Appendix#
Section 1.1: siteinfo.yaml#
The siteinfo.yaml file is a key configuration file used during the north-south network deployment process. It defines essential site-specific parameters such as DGX system type, network prefixes (OOB, data, storage), time servers, BGP ASNs for switches, and rack mapping information. This file is referenced by automation tools and scripts to generate network configurations, allocate IP addresses, and ensure consistent deployment across the environment.
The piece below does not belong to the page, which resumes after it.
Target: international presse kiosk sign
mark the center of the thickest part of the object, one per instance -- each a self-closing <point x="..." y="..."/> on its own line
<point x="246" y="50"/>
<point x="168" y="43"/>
Properly populating siteinfo.yaml is critical for accurate and successful network provisioning.
The following is an example of what the siteinfo.yaml file should look like:
dgx_type: gb200
# The timeservers to be used on the Ethernet switches.
time_servers:
- 0.cumulusnetworks.pool.ntp.org
networking:
# root_prefix: 10.0.0.0/20
oob_prefix: "7.241.0.0/21"
data_prefix: "7.241.16.0/21"
# The prefix for storage /31s.
storage_prefix: "100.127.0.0/16"
bms_prefix: "7.241.8.0/22"
# The ASNs used for the BTOR switches. Provided by the customer.
bgp_btor_asns:
- 4260037003
- 4260037004
# The ASNs used for the FTOR switches. Provided by the customer.
bgp_ftor_asns:
- 4260037001
- 4260037002
# Mapping customer rack IDs (as used in the P2P file) to rack serial numbers (as
# provided by the factory). This is used to determine MAC addresses/serial
# numbers of devices in GB200 racks.
rack_mapping:
A08: '1830625000808'
# EOF
Section 1.2: Standard Point-to-Point (P2P) Column Header#
This section describes the standard column headers used in the P2P connectivity file. The columns are divided into two logical groups: Source (the originating device/port) and Destination (the target device/port). For clarity and ease of use, the table below presents both groups side by side, as they would appear in a typical P2P CSV or spreadsheet.
# |
BUNDLE_ID |
SEQ |
SRC_RACKROLE |
SRC_RACK |
SRC_U |
SRC_NAME |
SRC_HCA_PORT |
SRC_TRANSCEIVER |
DST_RACKROLE |
DST_RACK |
DST_U |
DST_NAME |
DST_PORT |
DST_TRANSCEIVER |
CABLE_LENGTH |
CABLE_TYPE |
CABLE_TRAY |
---|---|---|---|---|---|---|---|---|---|---|---|---|---|---|---|---|---|
1 |
B1 |
1 |
TOR |
A01 |
10 |
A01-TOR-01 |
1 |
QSFP56 |
DGX |
A02 |
20 |
A02-DGX-01 |
2 |
QSFP56 |
3m |
DAC |
TRAY-1 |
Column Descriptions:
Column |
Description |
---|---|
# |
Row number or unique identifier. |
BUNDLE_ID |
Logical bundle or group identifier for the connection. |
SEQ |
Sequence number within the bundle. |
SRC_RACKROLE |
Role of the source rack (e.g., TOR, DGX). |
SRC_RACK |
Source rack identifier. |
SRC_U |
Source rack unit (U position). |
SRC_NAME |
Source device name. |
SRC_HCA_PORT |
Source HCA port. |
SRC_TRANSCEIVER |
Source transceiver type. |
DST_RACKROLE |
Role of the destination rack. |
DST_RACK |
Destination rack identifier. |
DST_U |
Destination rack unit (U position). |
DST_NAME |
Destination device name. |
DST_PORT |
Destination port. |
DST_TRANSCEIVER |
Destination transceiver type. |
CABLE_LENGTH |
Length of the cable. |
CABLE_TYPE |
Type of cable used. |
CABLE_TRAY |
Cable tray or pathway identifier. |
Note
The P2P file should include all columns above, with each row representing a single point-to-point connection. Keeping the source and destination columns grouped together in a single table improves readability and makes the file easier to work with for both humans and automation tools.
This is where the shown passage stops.